International Journal of Digital Curation (Sep 2017)
Connecting Data Publication to the Research Workflow: A Preliminary Analysis
Abstract
The data curation community has long encouraged researchers to document collected research data during active stages of the research workflow, to provide robust metadata earlier, and support research data publication and preservation. Data documentation with robust metadata is one of a number of steps in effective data publication. Data publication is the process of making digital research objects ‘FAIR’, i.e. findable, accessible, interoperable, and reusable; attributes increasingly expected by research communities, funders and society. Research data publishing workflows are the means to that end. Currently, however, much published research data remains inconsistently and inadequately documented by researchers. Documentation of data closer in time to data collection would help mitigate the high cost that repositories associate with the ingest process. More effective data publication and sharing should in principle result from early interactions between researchers and their selected data repository. This paper describes a short study undertaken by members of the Research Data Alliance (RDA) and World Data System (WDS) working group on Publishing Data Workflows. We present a collection of recent examples of data publication workflows that connect data repositories and publishing platforms with research activity ‘upstream’ of the ingest process.
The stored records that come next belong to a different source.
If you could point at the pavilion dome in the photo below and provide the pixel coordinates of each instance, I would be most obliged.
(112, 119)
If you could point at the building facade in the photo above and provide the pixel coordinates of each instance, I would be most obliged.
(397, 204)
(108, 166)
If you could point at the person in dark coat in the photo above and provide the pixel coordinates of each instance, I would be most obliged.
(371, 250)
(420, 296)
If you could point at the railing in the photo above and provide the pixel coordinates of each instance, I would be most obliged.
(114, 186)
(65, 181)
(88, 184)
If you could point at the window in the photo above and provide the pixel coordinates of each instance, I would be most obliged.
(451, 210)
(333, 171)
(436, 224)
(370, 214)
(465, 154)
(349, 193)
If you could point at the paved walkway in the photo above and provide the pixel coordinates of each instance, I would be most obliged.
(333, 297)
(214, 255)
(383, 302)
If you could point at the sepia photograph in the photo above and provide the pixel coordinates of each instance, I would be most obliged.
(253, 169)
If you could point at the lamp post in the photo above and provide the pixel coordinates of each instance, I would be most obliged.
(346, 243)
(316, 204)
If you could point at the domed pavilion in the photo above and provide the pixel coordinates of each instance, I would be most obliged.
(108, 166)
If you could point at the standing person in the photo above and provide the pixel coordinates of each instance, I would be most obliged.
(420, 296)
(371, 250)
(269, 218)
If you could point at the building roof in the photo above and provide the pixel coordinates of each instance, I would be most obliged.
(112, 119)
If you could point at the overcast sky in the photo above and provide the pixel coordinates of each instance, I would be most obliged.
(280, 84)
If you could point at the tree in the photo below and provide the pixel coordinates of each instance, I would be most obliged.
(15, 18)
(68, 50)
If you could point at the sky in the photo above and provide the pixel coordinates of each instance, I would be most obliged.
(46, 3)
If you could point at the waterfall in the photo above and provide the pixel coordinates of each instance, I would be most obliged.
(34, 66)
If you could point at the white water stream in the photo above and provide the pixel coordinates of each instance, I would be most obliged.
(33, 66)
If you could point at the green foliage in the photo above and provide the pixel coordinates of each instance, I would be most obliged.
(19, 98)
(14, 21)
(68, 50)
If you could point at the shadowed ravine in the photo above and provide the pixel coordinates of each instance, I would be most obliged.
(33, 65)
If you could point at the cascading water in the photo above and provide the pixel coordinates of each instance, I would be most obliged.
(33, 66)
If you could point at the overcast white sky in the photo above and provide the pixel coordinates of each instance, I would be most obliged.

We re-articulate previous recommendations of the working group, to account for the varied upstream service components and platforms that support the flow of contextual and provenance information downstream. These workflows should be open and loosely coupled to support interoperability, including with preservation and publication environments. Our recommendations aim to stimulate further work on researchers’ views of data publishing and the extent to which available services and infrastructure facilitate the publication of FAIR data. We also aim to stimulate further dialogue about, and definition of, the roles and responsibilities of research data services and platform providers for the ‘FAIRness’ of research data publication workflows themselves.